Android audio subsystem (fourteen) ------ headphone noise problem analysis

Hello! Here is Kite's blog,

Welcome to communicate with me.


Background introduction:
[Precondition] OPPO’s analog wired headset
[Operation steps] When you open the national K song and play any music K song [
Actual result] There is a buzzing noise in the headset
[Expected result] There is no buzzing sound in the headset Noise
[Number of occurrences/Number of recurrences] Occasional user feedback

[Preconditions]: None
[Operation Steps]: Enter QQ/WeChat – insert a digital headset – enter a single-person chat interface – make a voice call – listen to the ringback tone [Actual results (Actual results)
] :QQ/WeChat digital earphone ringback tone has a serious pop sound
[Desired result (Desired result)]: No such phenomenon
[Occurrences/Recurrences]: 5/5

Recently, there have been a lot of digital earphone/analog earphone noise problems, the project is about to be launched, the problem is big, and the pressure is huge...

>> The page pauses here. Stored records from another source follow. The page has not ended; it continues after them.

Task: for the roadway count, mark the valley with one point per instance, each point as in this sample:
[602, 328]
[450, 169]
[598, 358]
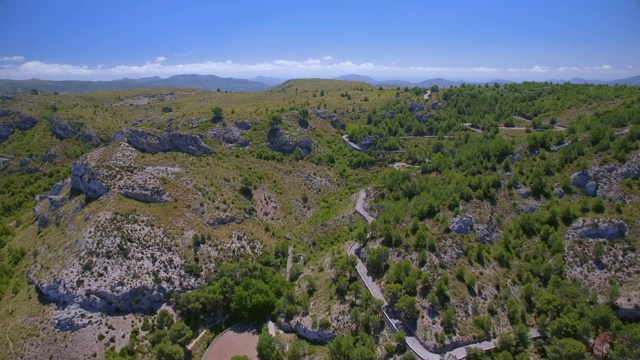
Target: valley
[137, 221]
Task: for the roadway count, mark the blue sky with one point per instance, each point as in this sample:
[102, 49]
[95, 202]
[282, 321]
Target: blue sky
[412, 40]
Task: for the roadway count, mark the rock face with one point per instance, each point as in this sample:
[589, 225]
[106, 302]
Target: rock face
[44, 211]
[227, 135]
[333, 119]
[86, 180]
[152, 143]
[486, 233]
[90, 138]
[604, 180]
[115, 170]
[63, 128]
[15, 120]
[415, 107]
[523, 192]
[286, 143]
[609, 229]
[48, 157]
[121, 264]
[320, 335]
[244, 125]
[461, 224]
[368, 142]
[3, 163]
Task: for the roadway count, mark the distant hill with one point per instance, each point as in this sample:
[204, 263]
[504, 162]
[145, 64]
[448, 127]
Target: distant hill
[631, 81]
[423, 84]
[271, 81]
[356, 77]
[256, 84]
[204, 82]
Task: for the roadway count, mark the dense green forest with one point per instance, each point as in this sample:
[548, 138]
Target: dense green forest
[504, 156]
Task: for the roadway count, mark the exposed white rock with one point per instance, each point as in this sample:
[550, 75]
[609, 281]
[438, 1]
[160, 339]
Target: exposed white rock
[609, 229]
[461, 224]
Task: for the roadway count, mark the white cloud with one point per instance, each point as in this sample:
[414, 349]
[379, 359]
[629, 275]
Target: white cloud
[603, 67]
[569, 68]
[281, 68]
[12, 58]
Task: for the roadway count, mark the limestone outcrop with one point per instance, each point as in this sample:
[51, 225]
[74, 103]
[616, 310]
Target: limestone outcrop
[604, 181]
[152, 143]
[461, 224]
[10, 121]
[287, 143]
[608, 229]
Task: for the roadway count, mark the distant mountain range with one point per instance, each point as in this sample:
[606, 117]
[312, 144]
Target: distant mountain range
[634, 80]
[260, 83]
[204, 82]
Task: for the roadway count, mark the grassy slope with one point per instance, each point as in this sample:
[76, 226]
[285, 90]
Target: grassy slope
[222, 174]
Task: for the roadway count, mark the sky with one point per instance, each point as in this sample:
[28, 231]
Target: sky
[408, 40]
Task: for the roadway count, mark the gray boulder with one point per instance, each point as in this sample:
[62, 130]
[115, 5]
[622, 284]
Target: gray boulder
[227, 135]
[63, 128]
[26, 122]
[389, 114]
[319, 335]
[90, 138]
[188, 144]
[630, 172]
[16, 120]
[244, 125]
[415, 107]
[152, 143]
[119, 136]
[583, 181]
[144, 188]
[6, 130]
[146, 141]
[333, 119]
[461, 224]
[523, 192]
[85, 180]
[609, 229]
[48, 157]
[368, 142]
[514, 158]
[3, 163]
[486, 234]
[286, 143]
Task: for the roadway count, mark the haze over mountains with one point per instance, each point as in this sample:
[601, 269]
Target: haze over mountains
[256, 84]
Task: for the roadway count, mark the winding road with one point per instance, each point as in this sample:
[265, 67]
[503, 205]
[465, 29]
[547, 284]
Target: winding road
[392, 321]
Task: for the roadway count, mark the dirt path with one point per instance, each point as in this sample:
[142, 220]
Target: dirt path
[194, 342]
[240, 339]
[412, 342]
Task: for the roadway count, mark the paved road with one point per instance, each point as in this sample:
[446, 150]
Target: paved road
[412, 342]
[470, 127]
[360, 207]
[557, 127]
[289, 261]
[351, 145]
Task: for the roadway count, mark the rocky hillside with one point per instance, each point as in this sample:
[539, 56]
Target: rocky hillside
[491, 206]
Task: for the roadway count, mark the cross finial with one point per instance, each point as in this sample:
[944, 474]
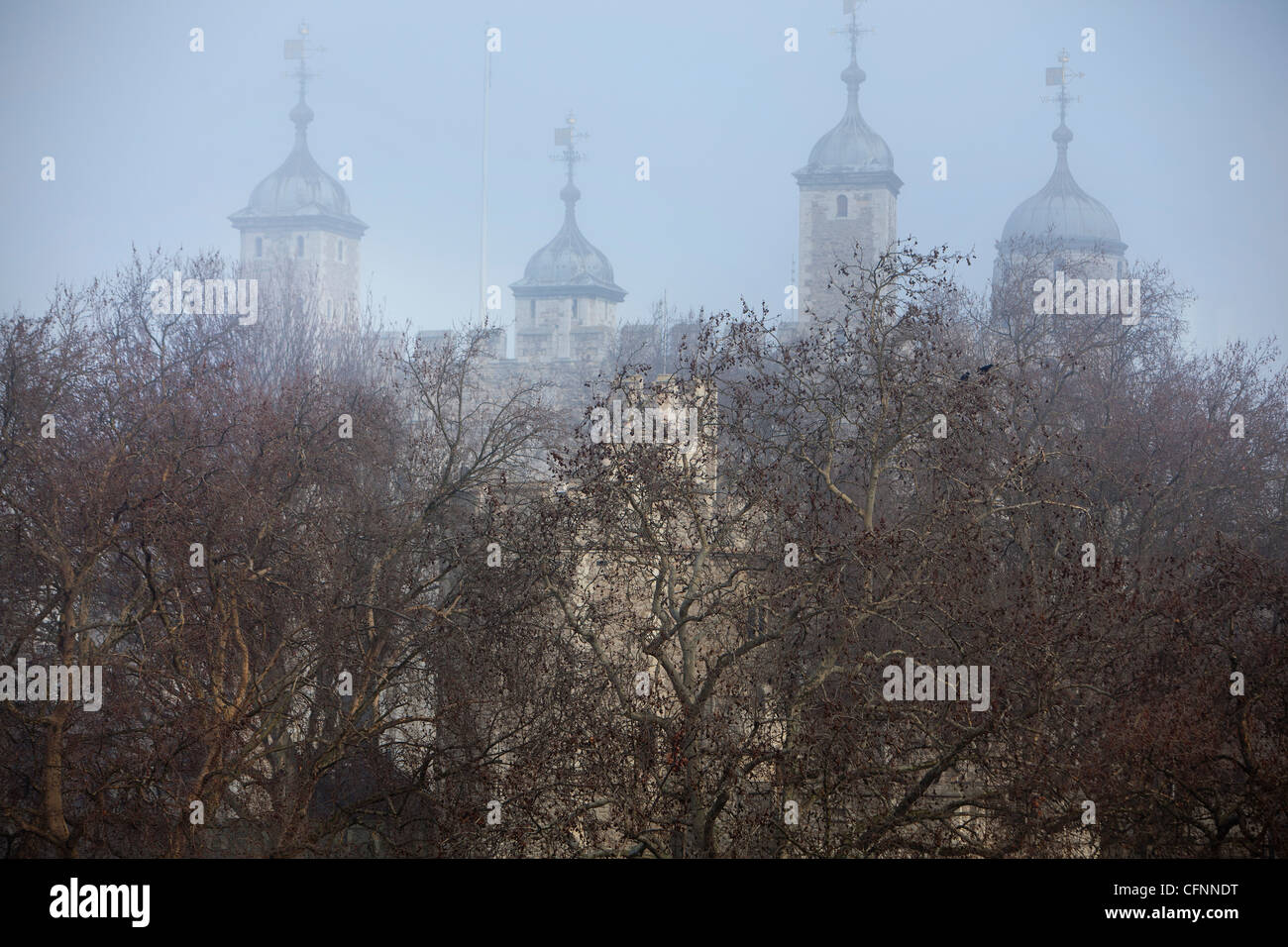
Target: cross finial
[301, 51]
[851, 9]
[567, 137]
[1060, 75]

The noise problem occurs in the downlink of the simulated earphone. For general noise problems, the dump needs to be analyzed first to confirm in which environment the noise is introduced.
Open af_mixer_write.wav to check, no noise was found.
Open streamout.pcm.xx.AudioALSAPlaybackHandlerNormal.wav to check, the simulated headset is normal, just check the dump, and no noise was found.
Because the analog headset is connected from the PMIC, the codec inside the MTK is used, and the streamout is the data of the HAL. If there is no problem with the HAL, then the problem probably occurs in the kernel, that is, the codec.
Based on past experience, suspicion should be related to performance. But it is probabilistic at present, and it is user feedback. There is no good debugging method this time.

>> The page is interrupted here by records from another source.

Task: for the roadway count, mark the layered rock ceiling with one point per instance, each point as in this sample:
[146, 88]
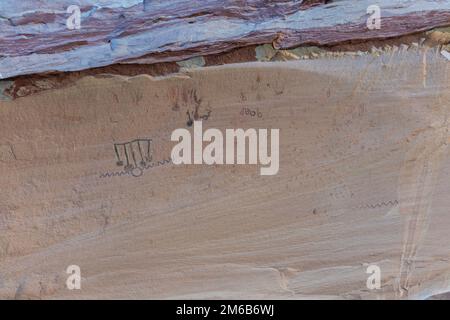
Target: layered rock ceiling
[364, 164]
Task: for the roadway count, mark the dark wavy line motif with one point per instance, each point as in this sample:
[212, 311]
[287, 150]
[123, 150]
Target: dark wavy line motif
[136, 171]
[390, 203]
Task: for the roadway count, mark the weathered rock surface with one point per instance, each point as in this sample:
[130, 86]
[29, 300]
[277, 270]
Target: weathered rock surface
[364, 180]
[34, 37]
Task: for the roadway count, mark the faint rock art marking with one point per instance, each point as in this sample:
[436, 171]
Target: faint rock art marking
[148, 166]
[135, 157]
[390, 203]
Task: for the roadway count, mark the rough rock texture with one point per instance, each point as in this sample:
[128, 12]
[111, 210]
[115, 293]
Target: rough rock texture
[364, 179]
[34, 37]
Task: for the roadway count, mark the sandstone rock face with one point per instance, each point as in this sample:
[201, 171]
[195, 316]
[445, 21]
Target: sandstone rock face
[363, 181]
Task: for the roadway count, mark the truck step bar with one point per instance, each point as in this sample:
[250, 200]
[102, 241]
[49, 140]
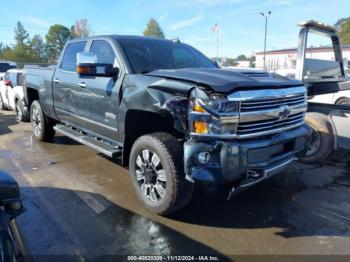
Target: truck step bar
[89, 140]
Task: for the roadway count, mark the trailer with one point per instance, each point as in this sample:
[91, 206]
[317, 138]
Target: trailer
[330, 122]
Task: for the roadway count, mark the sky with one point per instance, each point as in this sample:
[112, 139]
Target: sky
[241, 27]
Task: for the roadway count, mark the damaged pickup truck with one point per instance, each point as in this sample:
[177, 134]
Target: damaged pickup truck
[174, 116]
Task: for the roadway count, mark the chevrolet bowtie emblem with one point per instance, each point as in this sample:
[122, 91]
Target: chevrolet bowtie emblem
[284, 113]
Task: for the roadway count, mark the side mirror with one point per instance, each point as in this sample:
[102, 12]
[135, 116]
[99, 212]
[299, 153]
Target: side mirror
[87, 66]
[8, 83]
[9, 192]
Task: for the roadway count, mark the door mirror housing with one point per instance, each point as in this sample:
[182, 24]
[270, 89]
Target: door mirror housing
[87, 65]
[8, 83]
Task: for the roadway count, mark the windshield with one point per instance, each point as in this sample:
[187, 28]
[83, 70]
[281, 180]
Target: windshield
[149, 55]
[6, 66]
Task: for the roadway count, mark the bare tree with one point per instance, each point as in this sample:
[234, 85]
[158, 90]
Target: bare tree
[80, 29]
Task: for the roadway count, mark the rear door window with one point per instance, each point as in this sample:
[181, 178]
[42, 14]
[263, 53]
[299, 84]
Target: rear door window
[12, 77]
[69, 60]
[103, 51]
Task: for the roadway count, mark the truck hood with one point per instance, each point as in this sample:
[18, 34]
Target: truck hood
[226, 81]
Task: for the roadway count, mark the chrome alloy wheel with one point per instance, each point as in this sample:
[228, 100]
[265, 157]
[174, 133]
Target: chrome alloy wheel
[150, 176]
[313, 143]
[18, 111]
[36, 122]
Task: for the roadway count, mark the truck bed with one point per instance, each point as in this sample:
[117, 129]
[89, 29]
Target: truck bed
[40, 78]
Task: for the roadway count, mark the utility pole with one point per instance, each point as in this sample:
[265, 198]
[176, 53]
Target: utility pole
[215, 28]
[217, 44]
[266, 16]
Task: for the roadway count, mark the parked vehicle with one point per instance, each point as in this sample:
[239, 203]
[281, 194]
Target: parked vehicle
[174, 117]
[329, 89]
[4, 66]
[11, 94]
[11, 246]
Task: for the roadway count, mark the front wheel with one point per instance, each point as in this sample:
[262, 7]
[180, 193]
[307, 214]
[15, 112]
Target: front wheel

The problem can only be focused on the noise problem of digital headphones.
Because it is a problem that must occur, the local test verification was conducted and it was found that it can be reproduced, and it must occur with a specific headset. It seems to be a digital headset problem, but this digital headset will not appear in other mobile phones.

But the problem is not big, as long as I can reproduce it, there are many ways to debug.

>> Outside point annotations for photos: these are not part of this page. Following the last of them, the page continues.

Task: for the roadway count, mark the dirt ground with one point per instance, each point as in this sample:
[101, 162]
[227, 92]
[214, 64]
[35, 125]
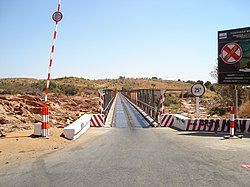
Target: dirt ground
[20, 145]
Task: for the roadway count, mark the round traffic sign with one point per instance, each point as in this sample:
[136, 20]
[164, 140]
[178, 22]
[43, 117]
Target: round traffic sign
[231, 53]
[57, 16]
[198, 89]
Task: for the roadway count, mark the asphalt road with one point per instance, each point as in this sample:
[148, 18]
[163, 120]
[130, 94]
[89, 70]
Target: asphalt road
[138, 157]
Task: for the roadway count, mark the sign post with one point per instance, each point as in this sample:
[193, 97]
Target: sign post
[198, 90]
[234, 56]
[234, 62]
[57, 16]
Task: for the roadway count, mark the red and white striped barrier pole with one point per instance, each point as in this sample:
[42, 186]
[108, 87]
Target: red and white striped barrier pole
[162, 99]
[45, 120]
[232, 120]
[57, 17]
[101, 101]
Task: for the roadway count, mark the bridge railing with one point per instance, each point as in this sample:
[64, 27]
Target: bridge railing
[106, 99]
[147, 99]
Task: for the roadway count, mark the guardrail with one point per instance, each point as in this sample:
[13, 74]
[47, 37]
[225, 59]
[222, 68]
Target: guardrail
[147, 99]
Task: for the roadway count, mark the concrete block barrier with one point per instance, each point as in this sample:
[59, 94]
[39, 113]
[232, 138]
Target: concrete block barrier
[78, 127]
[97, 120]
[38, 129]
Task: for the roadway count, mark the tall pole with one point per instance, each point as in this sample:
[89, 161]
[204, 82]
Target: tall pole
[57, 16]
[236, 101]
[197, 107]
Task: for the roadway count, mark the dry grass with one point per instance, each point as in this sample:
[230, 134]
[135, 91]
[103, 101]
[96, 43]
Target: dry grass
[244, 110]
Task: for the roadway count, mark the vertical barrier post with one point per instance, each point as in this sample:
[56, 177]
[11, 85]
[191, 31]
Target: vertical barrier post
[162, 99]
[101, 101]
[57, 17]
[232, 121]
[45, 120]
[197, 107]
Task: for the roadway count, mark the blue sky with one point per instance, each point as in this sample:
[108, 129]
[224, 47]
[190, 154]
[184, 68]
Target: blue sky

This digital headset problem is very similar to a problem encountered before. This situation is basically caused by the timeout of writing data to the USB digital headset. Check the log:

AudioALSAPlaybackHandlerUsb: latency_in_s,0.000142,0.000000,0.010944,0.000001,0.000000, totalTime 0.011088 > logTimeout 0.007000 TIMEOUT!! queue 512

You can see how much you hate this kind of timeout printing.

Generally, this situation can be solved by increasing the buffer size. In prepareUsb, change the
period size 256, period_count 2
to
period size 768, period_count 4.
After the modification, the self-test can solve the ringback tone of the QQ/WeChat digital headset voice call. Serious pop sound problem, but I am not willing to modify the size of the buffer, because such modification will have an impact: the delay of digital headphones will increase !
In mobile phones, headphone delay is a very important experience, and I am not willing to modify this casually.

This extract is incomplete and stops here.